Once this Identity is discovered, one begins to realize he or she has All. Sacrifice and bargain hunting are unneeded. Wherever one is, God is too. Whether we have many things or very few, whether we live long and short lives on earth, one or many of them, whether we are strong or sickly, we have Everything. In the book A Course in Miracles, the sign of this dawning on a person is the length and frequency of smiling! One becomes the “laughing Buddha” rather than the dying, crucified Jesus on a cross. The crucifixion and death of Jesus become transformed as a lesson teaching that nothing separates us from our Source. To interpret it as later Christians were forced to do, leads to the sacrifice of realization of our own Christ Self, our own Oneness and Perfection within. We project it all on one person alone, the ancient Jesus who probably was not ever a real person anyway but in an ancient mystery story of awakening.

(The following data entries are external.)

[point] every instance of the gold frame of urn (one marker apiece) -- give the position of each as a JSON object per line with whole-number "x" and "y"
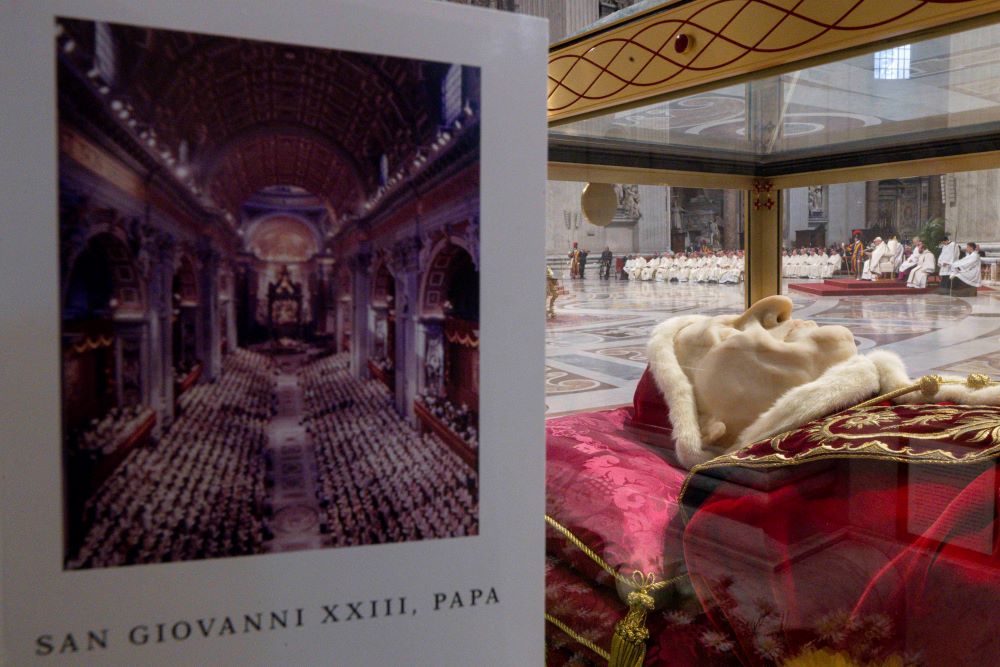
{"x": 683, "y": 47}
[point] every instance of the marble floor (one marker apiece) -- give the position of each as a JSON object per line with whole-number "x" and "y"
{"x": 595, "y": 346}
{"x": 296, "y": 520}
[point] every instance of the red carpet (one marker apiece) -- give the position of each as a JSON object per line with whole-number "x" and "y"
{"x": 851, "y": 287}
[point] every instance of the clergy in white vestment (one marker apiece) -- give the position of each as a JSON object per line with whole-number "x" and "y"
{"x": 875, "y": 262}
{"x": 649, "y": 270}
{"x": 635, "y": 273}
{"x": 924, "y": 267}
{"x": 814, "y": 264}
{"x": 717, "y": 267}
{"x": 833, "y": 264}
{"x": 894, "y": 249}
{"x": 731, "y": 271}
{"x": 966, "y": 273}
{"x": 913, "y": 259}
{"x": 673, "y": 273}
{"x": 948, "y": 256}
{"x": 663, "y": 270}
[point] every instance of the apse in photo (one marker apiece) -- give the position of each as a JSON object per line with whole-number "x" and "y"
{"x": 269, "y": 275}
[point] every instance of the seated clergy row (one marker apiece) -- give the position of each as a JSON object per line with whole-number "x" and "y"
{"x": 379, "y": 479}
{"x": 724, "y": 267}
{"x": 198, "y": 491}
{"x": 815, "y": 263}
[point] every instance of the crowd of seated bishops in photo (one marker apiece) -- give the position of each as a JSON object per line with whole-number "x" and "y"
{"x": 198, "y": 492}
{"x": 380, "y": 480}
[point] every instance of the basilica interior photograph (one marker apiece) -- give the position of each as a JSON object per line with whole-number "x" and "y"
{"x": 269, "y": 261}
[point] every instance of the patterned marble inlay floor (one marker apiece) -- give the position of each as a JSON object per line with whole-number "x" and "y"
{"x": 595, "y": 347}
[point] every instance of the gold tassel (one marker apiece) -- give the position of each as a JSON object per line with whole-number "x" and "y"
{"x": 628, "y": 644}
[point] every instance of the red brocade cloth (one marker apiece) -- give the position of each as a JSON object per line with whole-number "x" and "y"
{"x": 869, "y": 537}
{"x": 882, "y": 546}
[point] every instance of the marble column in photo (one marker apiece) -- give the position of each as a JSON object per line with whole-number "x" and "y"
{"x": 406, "y": 268}
{"x": 361, "y": 333}
{"x": 162, "y": 331}
{"x": 208, "y": 338}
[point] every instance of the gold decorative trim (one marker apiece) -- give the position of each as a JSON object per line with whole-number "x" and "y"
{"x": 577, "y": 637}
{"x": 869, "y": 413}
{"x": 701, "y": 42}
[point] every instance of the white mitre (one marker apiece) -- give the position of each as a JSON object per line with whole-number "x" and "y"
{"x": 843, "y": 385}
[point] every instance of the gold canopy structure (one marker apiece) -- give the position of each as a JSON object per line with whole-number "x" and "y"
{"x": 762, "y": 96}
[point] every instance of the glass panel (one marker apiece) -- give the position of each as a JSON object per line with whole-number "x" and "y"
{"x": 888, "y": 294}
{"x": 715, "y": 120}
{"x": 927, "y": 89}
{"x": 939, "y": 88}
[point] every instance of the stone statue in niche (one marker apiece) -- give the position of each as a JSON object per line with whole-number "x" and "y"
{"x": 434, "y": 365}
{"x": 628, "y": 200}
{"x": 817, "y": 205}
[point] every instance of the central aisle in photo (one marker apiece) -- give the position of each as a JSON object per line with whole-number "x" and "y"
{"x": 292, "y": 467}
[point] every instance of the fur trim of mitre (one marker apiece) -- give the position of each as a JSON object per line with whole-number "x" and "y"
{"x": 676, "y": 389}
{"x": 842, "y": 386}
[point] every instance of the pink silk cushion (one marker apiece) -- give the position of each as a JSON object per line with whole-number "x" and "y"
{"x": 616, "y": 494}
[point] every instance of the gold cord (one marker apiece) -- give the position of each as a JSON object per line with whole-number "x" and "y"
{"x": 639, "y": 581}
{"x": 578, "y": 638}
{"x": 628, "y": 643}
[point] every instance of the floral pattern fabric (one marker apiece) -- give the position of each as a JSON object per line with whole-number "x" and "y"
{"x": 614, "y": 493}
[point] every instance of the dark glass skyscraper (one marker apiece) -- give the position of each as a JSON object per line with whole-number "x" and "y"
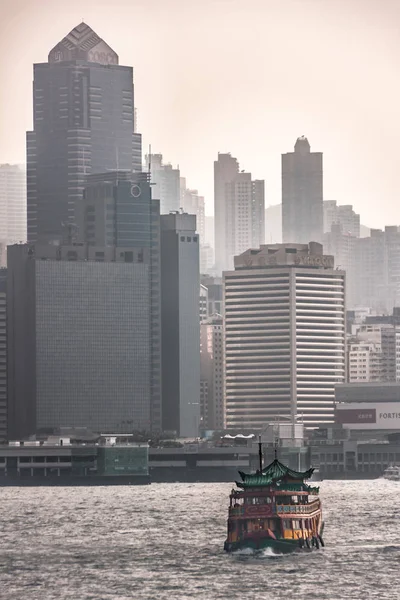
{"x": 83, "y": 123}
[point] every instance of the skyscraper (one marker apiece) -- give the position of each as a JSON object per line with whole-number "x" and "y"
{"x": 12, "y": 207}
{"x": 239, "y": 208}
{"x": 79, "y": 339}
{"x": 180, "y": 285}
{"x": 3, "y": 355}
{"x": 302, "y": 195}
{"x": 166, "y": 183}
{"x": 343, "y": 215}
{"x": 83, "y": 123}
{"x": 119, "y": 211}
{"x": 284, "y": 335}
{"x": 212, "y": 388}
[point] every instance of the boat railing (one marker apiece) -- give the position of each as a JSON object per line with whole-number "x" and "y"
{"x": 268, "y": 510}
{"x": 298, "y": 508}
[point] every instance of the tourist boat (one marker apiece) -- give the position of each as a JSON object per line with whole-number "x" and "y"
{"x": 392, "y": 473}
{"x": 274, "y": 508}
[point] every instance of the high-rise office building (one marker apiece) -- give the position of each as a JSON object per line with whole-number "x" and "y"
{"x": 193, "y": 204}
{"x": 119, "y": 211}
{"x": 284, "y": 335}
{"x": 302, "y": 195}
{"x": 273, "y": 224}
{"x": 239, "y": 207}
{"x": 83, "y": 123}
{"x": 342, "y": 246}
{"x": 180, "y": 285}
{"x": 79, "y": 341}
{"x": 12, "y": 207}
{"x": 165, "y": 181}
{"x": 364, "y": 360}
{"x": 376, "y": 272}
{"x": 212, "y": 389}
{"x": 342, "y": 215}
{"x": 3, "y": 355}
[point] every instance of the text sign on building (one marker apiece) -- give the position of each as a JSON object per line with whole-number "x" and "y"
{"x": 365, "y": 415}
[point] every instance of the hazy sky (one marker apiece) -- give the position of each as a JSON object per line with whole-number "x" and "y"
{"x": 245, "y": 77}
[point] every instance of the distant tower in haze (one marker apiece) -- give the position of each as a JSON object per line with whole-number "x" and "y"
{"x": 83, "y": 123}
{"x": 302, "y": 195}
{"x": 166, "y": 183}
{"x": 239, "y": 208}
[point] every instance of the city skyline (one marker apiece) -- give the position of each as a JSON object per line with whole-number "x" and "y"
{"x": 199, "y": 102}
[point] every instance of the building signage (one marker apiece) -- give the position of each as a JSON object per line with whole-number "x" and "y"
{"x": 314, "y": 261}
{"x": 369, "y": 415}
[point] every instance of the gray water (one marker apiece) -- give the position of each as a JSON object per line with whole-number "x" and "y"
{"x": 165, "y": 541}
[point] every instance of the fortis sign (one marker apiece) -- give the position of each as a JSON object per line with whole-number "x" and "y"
{"x": 369, "y": 415}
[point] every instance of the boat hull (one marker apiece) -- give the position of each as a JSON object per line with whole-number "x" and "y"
{"x": 278, "y": 546}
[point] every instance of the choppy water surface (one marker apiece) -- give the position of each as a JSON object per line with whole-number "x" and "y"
{"x": 165, "y": 541}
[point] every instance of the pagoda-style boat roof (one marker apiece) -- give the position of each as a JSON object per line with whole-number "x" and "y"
{"x": 275, "y": 473}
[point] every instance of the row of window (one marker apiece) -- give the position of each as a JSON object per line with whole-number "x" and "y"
{"x": 188, "y": 238}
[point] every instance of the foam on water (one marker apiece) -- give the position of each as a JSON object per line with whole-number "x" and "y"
{"x": 165, "y": 541}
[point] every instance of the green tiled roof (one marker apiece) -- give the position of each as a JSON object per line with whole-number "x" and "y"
{"x": 275, "y": 473}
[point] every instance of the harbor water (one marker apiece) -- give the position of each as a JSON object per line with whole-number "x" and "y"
{"x": 165, "y": 542}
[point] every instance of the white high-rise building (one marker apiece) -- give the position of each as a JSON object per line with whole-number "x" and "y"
{"x": 364, "y": 362}
{"x": 165, "y": 183}
{"x": 342, "y": 215}
{"x": 284, "y": 337}
{"x": 239, "y": 207}
{"x": 212, "y": 391}
{"x": 13, "y": 219}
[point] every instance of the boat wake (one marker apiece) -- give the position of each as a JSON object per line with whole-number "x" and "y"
{"x": 251, "y": 552}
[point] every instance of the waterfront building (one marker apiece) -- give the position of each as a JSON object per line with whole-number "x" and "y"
{"x": 239, "y": 207}
{"x": 79, "y": 338}
{"x": 3, "y": 355}
{"x": 343, "y": 247}
{"x": 212, "y": 397}
{"x": 180, "y": 285}
{"x": 165, "y": 180}
{"x": 284, "y": 341}
{"x": 364, "y": 360}
{"x": 302, "y": 194}
{"x": 214, "y": 294}
{"x": 12, "y": 208}
{"x": 83, "y": 123}
{"x": 342, "y": 215}
{"x": 376, "y": 273}
{"x": 119, "y": 211}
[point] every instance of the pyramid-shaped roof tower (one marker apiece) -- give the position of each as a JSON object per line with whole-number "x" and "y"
{"x": 82, "y": 43}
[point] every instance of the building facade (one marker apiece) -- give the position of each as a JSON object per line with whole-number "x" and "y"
{"x": 284, "y": 340}
{"x": 3, "y": 355}
{"x": 342, "y": 215}
{"x": 343, "y": 247}
{"x": 180, "y": 285}
{"x": 79, "y": 343}
{"x": 239, "y": 207}
{"x": 12, "y": 207}
{"x": 83, "y": 123}
{"x": 376, "y": 273}
{"x": 302, "y": 195}
{"x": 212, "y": 397}
{"x": 165, "y": 180}
{"x": 119, "y": 211}
{"x": 364, "y": 361}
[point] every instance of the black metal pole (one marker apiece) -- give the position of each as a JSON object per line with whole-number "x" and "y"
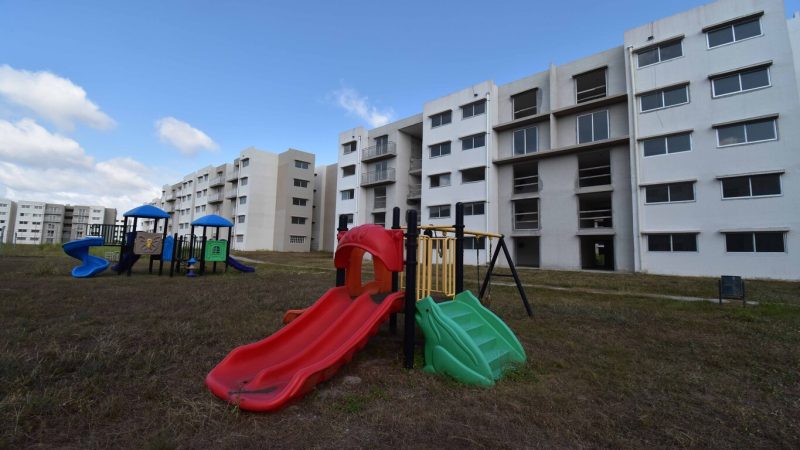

Are you then a mostly happy person, delighted to be “in the world but not of it?” Are you easy to be around and with, cleansed from an attitude of constant whining, judgmentalness, and scarcity? Can you find peace fairly easy within or without? Can you only be happy when the sun is out, skies are blue, kids are perfect, and everything is in its place? Good luck! It doesn’t happen here. Forgive yourself for such foolishness and be free! Yes, it takes mind-training exercises, but many books and teachers abound. Seek them out. If you want to be happy, the Universe will oblige your wish. If you would rather be sad, miserable, and unhappy, such is yours as well.
Choose today to be happy. Happiness is the way to life, not the short dessert at the end. Choose and be free. Let freedom ring from your aura and Spirit, touching everything you come near and whomever you breathe toward with thoughts of peace.